Warm baths, for animals to which they can be applied, abstract blood temporarily from the inflamed internal organs, diminish the blood pressure, and really cool the system, beside securing elimination from the skin and other secreting surfaces. They may be commenced warm (80° F.) and gradually cooled down to 65° F. after the skin has become freely active. In the larger quadrupeds, in which the warm bath is too often practically impossible, the same revulsion of blood and warmth to the skin may be secured by rags wrung out of hot (almost scalding) water, wrapped tightly round the body, covered with two or more dry blankets, and kept tightly applied against the surface by elastic circingles. The legs may be rubbed with straw wisps till warm, and then loosely bandaged, or applications of red pepper, ammonia, or mustard, may be made prior to bandaging. In place of hot water rugs, bags loosely filled with bran, chaff, or other light agent, heated to 110° F., may be applied round the body, or, where it is available, a Turkish or steam bath may be resorted to. These hot cutaneous applications, to produce glow and perspiration, are especially valuable in the chill that heralds a violent inflammation, and if that can be suddenly checked by this means the inflammation will often be warded off, or at least rendered slight and easily controllable. After perspiring for half an hour the patient may be gradually uncovered, rubbed dry, and covered with a dry, warm blanket. If the skin is still glowing, a slight sponging with cool or cold water may beneficially precede the rubbing and drying.

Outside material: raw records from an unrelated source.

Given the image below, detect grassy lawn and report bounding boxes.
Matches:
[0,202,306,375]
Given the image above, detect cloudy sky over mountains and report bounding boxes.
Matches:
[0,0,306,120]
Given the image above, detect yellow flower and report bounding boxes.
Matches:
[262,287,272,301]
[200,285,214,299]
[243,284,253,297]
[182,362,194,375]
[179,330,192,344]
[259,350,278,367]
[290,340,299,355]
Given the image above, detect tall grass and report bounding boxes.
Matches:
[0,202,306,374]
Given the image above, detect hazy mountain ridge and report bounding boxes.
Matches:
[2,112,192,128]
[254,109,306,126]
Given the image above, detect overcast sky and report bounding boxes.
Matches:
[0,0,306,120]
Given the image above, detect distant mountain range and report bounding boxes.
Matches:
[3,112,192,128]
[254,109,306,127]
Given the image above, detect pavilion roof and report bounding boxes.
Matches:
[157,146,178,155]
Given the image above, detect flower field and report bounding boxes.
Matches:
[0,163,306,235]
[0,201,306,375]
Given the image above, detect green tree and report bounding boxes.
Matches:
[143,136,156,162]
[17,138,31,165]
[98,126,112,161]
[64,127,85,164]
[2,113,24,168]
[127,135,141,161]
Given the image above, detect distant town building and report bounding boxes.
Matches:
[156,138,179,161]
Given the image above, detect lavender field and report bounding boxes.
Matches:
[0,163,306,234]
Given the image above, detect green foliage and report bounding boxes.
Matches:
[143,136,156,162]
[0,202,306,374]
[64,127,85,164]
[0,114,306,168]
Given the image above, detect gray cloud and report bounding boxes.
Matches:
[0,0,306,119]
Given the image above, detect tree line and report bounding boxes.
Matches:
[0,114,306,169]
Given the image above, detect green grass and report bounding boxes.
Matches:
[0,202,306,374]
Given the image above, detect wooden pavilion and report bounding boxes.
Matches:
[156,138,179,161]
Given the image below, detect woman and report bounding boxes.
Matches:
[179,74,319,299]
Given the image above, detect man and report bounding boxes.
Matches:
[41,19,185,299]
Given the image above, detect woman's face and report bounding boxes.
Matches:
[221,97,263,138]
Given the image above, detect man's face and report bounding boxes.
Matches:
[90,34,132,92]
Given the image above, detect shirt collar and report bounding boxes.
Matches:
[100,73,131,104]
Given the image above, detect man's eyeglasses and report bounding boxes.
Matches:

Cold Baths. In cases of very high fever a full cold bath (68° F.) may be employed for fifteen minutes, and repeated as often as the temperature rises. In many cases of parturition fever in cows great benefit accrues from sponging the body with cold water and allowing it to evaporate from the burning skin. In the extreme fever of heat apoplexy (sunstroke), with a temperature of 110° F. and upward, a strong current of cold water from a hose directed on the head and body often gives the best results. In ordinary fevers in large animals the cold pack will often serve a good purpose. Wring a blanket out of water (cold or tepid, according to the height of the fever and the strength and power of reaction of the patient), wrap it round the body, cover it with several dry blankets so that no part is exposed, and keep the whole in close contact with the skin by elastic circingles. In fifteen minutes the skin should be glowing and perspiring, and in half an hour the wrappings should be removed, a little at a time, the parts rubbed dry and covered with a dry woolen blanket. It may be repeated as often as the fever rises.